Заметив активное движение на Жемчужной банке, он направил туда бинокль и увидел, что иранские катера перепахивают мелководье в нескольких милях от него. Он положил тяжелый бинокль на подставку, чтобы получше разглядеть. Эти катера были предназначены для плавания на мелководье. На палубах стояли моряки в форме. Одни из них держали винтовки, другие оглядывали море в бинокли. Его внимание привлекла забавная деталь.
На носу каждого катера виднелась фигура с тюрбаном на голове, облаченная в свободные одежды, которые развевались в потоке встречного воздуха. Харден решил, что это местные жители, знакомые с рифами. Они то и дело махали руками, и тогда катера резко меняли курс. Контраст их одежды с формой матросов вызвал ассоциацию: американская кавалерия входит на вражескую территорию под предводительством разведчика-индейца.
Его разбудили голоса по радио. Разговор велся на арабском. Харден вспомнил, что надо вернуться на шестнадцатый канал. Спустившись вниз и настроив приемник, он снова лег в кокпите, озабоченно думая, не остановят ли «Левиафан» до тех пор, пока не найдут его. Или махнут рукой? Он был уверен, что со времени шторма его никто не видел. Могли подумать, что он погиб. Затем он подумал о рабочем на нефтяной вышке. Видел ли тот его? А если да, то доложил ли кому-нибудь? Может быть, ему пришлось объяснять, почему он не работал, когда бригадир застукал его.
Небо было очень чистым – такого чистого неба Харден не видел с тех пор, как попал в муссон несколько недель назад. Шамаль принес с собой более прохладный и сухой воздух. Однако температура по-прежнему держалась на уровне девяноста градусов, а видимость была ограничена пятью милями. Ветер, больше напоминающий морской бриз, чем дыхание пустыни, сейчас дул с северо-запада со скоростью десять узлов. Если он продержится до вечера, то приведет Хардена прямо к «Левиафану».
Солнце поднималось к зениту, и жара усиливалась. Странные миражи терзали усталые глаза Хардена. Размытые многоцветные спектры, гигантские облачные корабли, плывущие по небу кверху дном. Расплывчатые зеркальные отражения танкеров, идущих по судоходной линии в десяти милях от него, двигались в строгой процессии. Один за другим они появлялись на южном горизонте, увеличиваясь по мере приближения, проплывали над головой и исчезали на севере.
Угрожающий вой приближавшихся вертолетов заглушил почти мирное, убаюкивающее гудение далеких патрульных катеров. К вышке приближались три черные точки, вырастая в размерах и сверкая. Харден с опаской следил за ними.
Вертолеты летели в сотне футов над водой. Они должны были пройти очень низко над вышкой. Внезапно они одновременно повернули, спустились к ближайшему скоплению нефтяных вышек, разделились и по отдельности облетели все вышки. Затем снова объединились и направились к нему.

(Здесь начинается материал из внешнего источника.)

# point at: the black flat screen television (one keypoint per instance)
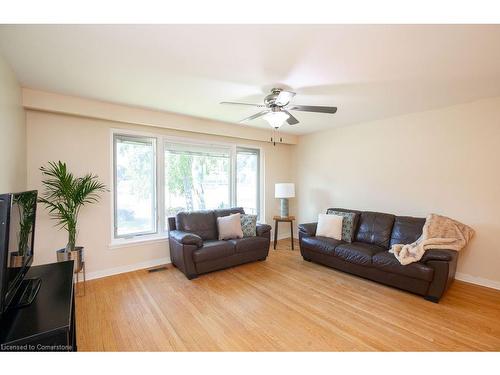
(17, 238)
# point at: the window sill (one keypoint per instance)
(139, 240)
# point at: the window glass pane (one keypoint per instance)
(197, 177)
(135, 192)
(247, 180)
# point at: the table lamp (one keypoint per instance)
(284, 191)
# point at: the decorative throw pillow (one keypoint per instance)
(249, 225)
(229, 227)
(330, 226)
(347, 224)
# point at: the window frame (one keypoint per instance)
(161, 232)
(258, 199)
(154, 203)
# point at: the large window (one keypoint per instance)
(196, 177)
(134, 186)
(247, 179)
(155, 177)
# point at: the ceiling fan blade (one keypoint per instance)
(249, 104)
(291, 119)
(257, 115)
(284, 97)
(313, 108)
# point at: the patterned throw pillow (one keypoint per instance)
(347, 224)
(249, 225)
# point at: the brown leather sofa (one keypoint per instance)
(195, 248)
(368, 256)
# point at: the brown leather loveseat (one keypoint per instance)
(195, 248)
(368, 256)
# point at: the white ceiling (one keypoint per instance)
(368, 72)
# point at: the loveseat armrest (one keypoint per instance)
(308, 229)
(444, 264)
(262, 229)
(438, 254)
(186, 238)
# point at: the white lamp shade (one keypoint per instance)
(284, 190)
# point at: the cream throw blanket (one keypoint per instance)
(439, 232)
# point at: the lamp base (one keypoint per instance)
(284, 207)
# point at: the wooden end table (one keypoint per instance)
(286, 219)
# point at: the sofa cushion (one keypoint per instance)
(355, 222)
(249, 225)
(375, 228)
(324, 245)
(242, 245)
(201, 223)
(229, 227)
(406, 230)
(213, 250)
(386, 261)
(330, 226)
(358, 252)
(228, 211)
(347, 224)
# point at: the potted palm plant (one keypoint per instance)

Харден нырнул в каюту; вертолеты могли использовать инфракрасные сенсоры. Пригнувшись у иллюминатора, он думал – сработает ли его маскировка.
Вдруг он вспомнил о двух белых нейлоновых тросах, протянутых от яхты к опорам. Он забыл зачернить их нефтью.
* * *
Машины опускались, приземистые, толстобрюхие и с виду неуклюжие, несмотря на свою гигантскую скорость. Когда они приблизились на полмили, стали видны их стекла, затем – стволы пулеметов и фигуры солдат за ними. Вертолеты приблизились на двести ярдов.
Неожиданно они развернулись и направились к судну на воздушной подушке, которое появилось на горизонте и приближалось к группе вышек. Какая-то хитрость?
Харден прятался в каюте, в смятении наблюдая, как вертолеты летят за кораблем на воздушной подушке и обгоняют его. Обогнув буровые установки, они полетели дальше, не дожидаясь корабля.
Он подождал, пока вертолеты не исчезли на севере. Слишком усталый, чтобы задумываться, почему они улетели, просто чувствуя благодарность судьбе, он наконец покинул раскаленную каюту и лег в кокпите, прислушиваясь к радио.
Солнце стояло точно в центре стального креста из балок на вершине вышки. Оно сияло, как белая капля расплавленного стекла, и медленно перемещалось на запад, пока одна из балок не закрыла его от глаз Хардена. Когда он снова взглянул вверх, солнце ушло за пределы металлической конструкции, и он понял, что проспал полчаса.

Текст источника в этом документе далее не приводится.